When people are trying to lose weight and shred fat their main goal to long-term weight management should be to raise their metabolism (rate in which your body uses energy).  What most people fail to realize is that their hydration level directly affects their metabolism.

Water which is one of the most important things is the most neglected by individuals today. We all know that we should consume roughly 2.5 to 3 liters of water every day, but the question is how many of us actually follow that? We drink water only when we realize we are thirsty.

If we reach a level wherein our body has to demand for water we have already wronged ourselves. The problem is that many of us have trouble deciding when we are thirsty.

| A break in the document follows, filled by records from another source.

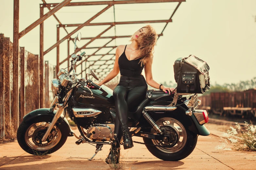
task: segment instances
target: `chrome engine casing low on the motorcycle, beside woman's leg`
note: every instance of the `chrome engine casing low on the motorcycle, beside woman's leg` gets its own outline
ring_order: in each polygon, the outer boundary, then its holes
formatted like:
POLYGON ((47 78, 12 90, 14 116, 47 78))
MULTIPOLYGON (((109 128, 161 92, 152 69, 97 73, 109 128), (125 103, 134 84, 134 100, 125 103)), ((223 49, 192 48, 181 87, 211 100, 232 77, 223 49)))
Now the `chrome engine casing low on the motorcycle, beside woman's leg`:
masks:
POLYGON ((87 137, 94 140, 110 140, 114 137, 114 124, 98 124, 87 130, 87 137))

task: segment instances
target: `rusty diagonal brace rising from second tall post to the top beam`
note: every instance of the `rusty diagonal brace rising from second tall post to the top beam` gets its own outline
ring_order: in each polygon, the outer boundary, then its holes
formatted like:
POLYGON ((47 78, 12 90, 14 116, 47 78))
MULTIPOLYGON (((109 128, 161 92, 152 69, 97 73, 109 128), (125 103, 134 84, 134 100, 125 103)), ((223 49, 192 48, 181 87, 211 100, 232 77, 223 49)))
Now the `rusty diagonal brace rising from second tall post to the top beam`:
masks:
POLYGON ((44 51, 44 55, 47 54, 49 51, 60 45, 64 40, 68 39, 71 35, 75 34, 78 30, 80 30, 82 27, 86 26, 88 23, 93 21, 96 17, 98 17, 100 14, 105 12, 107 9, 109 9, 111 6, 107 6, 104 9, 102 9, 100 12, 98 12, 96 15, 94 15, 92 18, 90 18, 88 21, 84 22, 83 24, 80 24, 75 30, 73 30, 71 33, 63 37, 61 40, 57 41, 56 44, 54 44, 52 47, 50 47, 48 50, 44 51))

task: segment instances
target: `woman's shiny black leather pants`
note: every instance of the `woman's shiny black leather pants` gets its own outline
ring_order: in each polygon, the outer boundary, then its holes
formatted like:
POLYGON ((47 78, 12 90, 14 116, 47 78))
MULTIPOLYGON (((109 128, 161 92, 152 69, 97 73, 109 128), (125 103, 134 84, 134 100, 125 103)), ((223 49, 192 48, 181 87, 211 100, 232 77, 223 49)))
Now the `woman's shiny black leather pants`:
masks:
POLYGON ((119 84, 113 90, 113 97, 115 99, 115 129, 114 133, 117 135, 117 139, 122 138, 123 127, 128 133, 128 110, 138 106, 146 97, 148 90, 146 80, 143 75, 136 77, 121 76, 119 84))

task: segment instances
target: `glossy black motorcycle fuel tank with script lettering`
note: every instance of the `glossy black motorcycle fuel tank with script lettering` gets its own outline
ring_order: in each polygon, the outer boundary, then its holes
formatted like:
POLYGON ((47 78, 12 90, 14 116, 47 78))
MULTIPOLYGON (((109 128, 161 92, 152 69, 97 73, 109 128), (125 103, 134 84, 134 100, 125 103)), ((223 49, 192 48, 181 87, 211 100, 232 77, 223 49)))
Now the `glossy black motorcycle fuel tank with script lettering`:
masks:
POLYGON ((84 87, 77 87, 75 90, 74 101, 78 106, 114 106, 113 91, 105 85, 101 86, 105 92, 95 88, 90 88, 91 92, 84 87))

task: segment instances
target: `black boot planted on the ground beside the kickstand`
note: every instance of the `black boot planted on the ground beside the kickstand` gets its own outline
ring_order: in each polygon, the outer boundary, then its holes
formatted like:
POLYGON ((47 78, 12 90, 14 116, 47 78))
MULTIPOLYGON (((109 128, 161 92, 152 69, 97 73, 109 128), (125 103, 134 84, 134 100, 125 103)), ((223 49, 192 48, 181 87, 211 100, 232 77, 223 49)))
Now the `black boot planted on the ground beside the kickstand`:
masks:
POLYGON ((120 158, 120 144, 119 141, 115 138, 111 142, 111 148, 108 157, 106 158, 106 163, 111 164, 117 164, 119 163, 120 158))

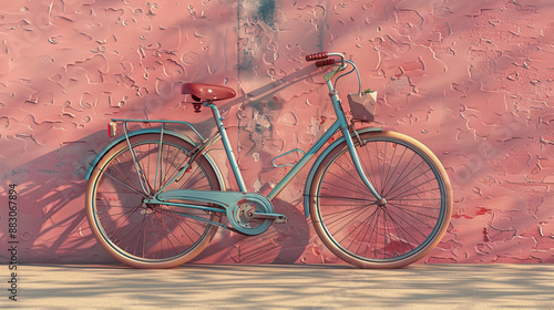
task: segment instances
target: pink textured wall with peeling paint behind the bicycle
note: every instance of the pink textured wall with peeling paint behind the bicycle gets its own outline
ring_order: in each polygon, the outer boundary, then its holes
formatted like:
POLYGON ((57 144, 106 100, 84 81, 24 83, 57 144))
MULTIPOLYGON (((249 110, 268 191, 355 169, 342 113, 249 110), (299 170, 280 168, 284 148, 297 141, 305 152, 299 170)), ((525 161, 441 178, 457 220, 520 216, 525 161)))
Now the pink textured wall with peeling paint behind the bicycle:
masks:
MULTIPOLYGON (((425 261, 554 262, 553 14, 540 0, 2 1, 0 239, 17 183, 22 262, 114 262, 86 224, 84 172, 111 117, 208 132, 183 81, 238 91, 226 122, 248 189, 267 193, 286 172, 271 158, 330 123, 321 78, 302 70, 327 50, 379 91, 377 120, 430 146, 451 177, 452 224, 425 261)), ((196 261, 337 262, 304 218, 306 173, 276 203, 289 223, 255 238, 220 230, 196 261)))

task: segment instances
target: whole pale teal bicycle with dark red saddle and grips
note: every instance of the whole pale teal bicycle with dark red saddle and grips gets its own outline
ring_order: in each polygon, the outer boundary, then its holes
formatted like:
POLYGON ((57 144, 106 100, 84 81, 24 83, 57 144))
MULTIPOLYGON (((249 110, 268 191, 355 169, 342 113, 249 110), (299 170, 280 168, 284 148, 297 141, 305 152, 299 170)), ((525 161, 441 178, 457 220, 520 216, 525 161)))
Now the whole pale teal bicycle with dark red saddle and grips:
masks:
POLYGON ((267 196, 246 190, 215 104, 234 97, 233 89, 182 85, 182 93, 194 100, 195 112, 211 108, 217 131, 208 138, 184 121, 113 118, 110 136, 117 124, 124 134, 98 154, 85 175, 86 215, 100 245, 135 268, 171 268, 196 257, 220 227, 247 236, 263 234, 274 223, 287 220, 271 200, 322 149, 304 190, 306 218, 311 218, 321 241, 360 268, 401 268, 425 256, 447 231, 452 213, 452 189, 441 163, 407 135, 375 125, 355 128, 358 118, 372 121, 375 95, 361 91, 352 61, 341 53, 310 54, 306 60, 330 68, 325 81, 336 121, 308 152, 290 151, 301 152, 301 158, 267 196), (349 124, 336 86, 352 72, 359 90, 348 95, 349 103, 352 113, 361 106, 366 114, 357 112, 349 124), (161 126, 130 131, 129 124, 137 122, 161 126), (168 124, 192 133, 170 130, 168 124), (337 133, 339 137, 324 148, 337 133), (226 190, 209 154, 219 140, 236 192, 226 190), (222 223, 224 216, 229 225, 222 223))

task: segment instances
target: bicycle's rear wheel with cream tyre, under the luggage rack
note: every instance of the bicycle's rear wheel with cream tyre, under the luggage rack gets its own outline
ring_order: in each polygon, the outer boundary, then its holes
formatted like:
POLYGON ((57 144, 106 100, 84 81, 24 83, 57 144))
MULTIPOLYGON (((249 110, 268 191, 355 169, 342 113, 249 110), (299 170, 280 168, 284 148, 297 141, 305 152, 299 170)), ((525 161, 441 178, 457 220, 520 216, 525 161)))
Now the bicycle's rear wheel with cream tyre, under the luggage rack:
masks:
MULTIPOLYGON (((171 268, 208 245, 220 213, 144 203, 188 162, 192 148, 168 134, 163 142, 160 134, 141 134, 116 144, 101 158, 86 189, 86 216, 94 237, 111 256, 135 268, 171 268)), ((223 189, 204 156, 167 189, 177 188, 223 189)))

You lose water through sweat, urine, feces and your breath. Hot temperatures and physical exertion increase the rate at which you lose water. You need water to enable your body to keep eliminating the toxins generated, to produce digestive enzymes, maintain healthy skin, hair, organs and to help your body absorb essential vitamins, minerals and natural sugars. Water also regulates your body temperature, cooling you down by evaporating through your skin.


  • Fatigue
  • Lethargy
  • Irritability
  • Headache
  • Blurred vision
  • Flushed skin
  • Lack of mental clarity
  • Constipation
  • Cystitis
  • Back pain
  • High cholesterol
  • Cellulite
  • Water retention

When cells are deprived water, or fluid, they shrink slightly. The body senses the change in cell size and uses it as a signal to slow metabolism. When people experience 3 percent dehydration, their metabolism diminishes by about 2 percent. If you regularly burn 2,000 calories, which means you burn about 40 calories fewer per day.


The list of negative side effects to your metabolism due to dehydration is never-ending.  The effect of dehydration is often overlooked, and in fact it should be one of the priorities of any healthy eating plan.
Taking in adequate amount of water, is the first step in assuring your metabolism is working at its optimal level. Dehydration can make you lethargic and tired — interfering with your daily movement, which makes up 30 percent of your metabolism.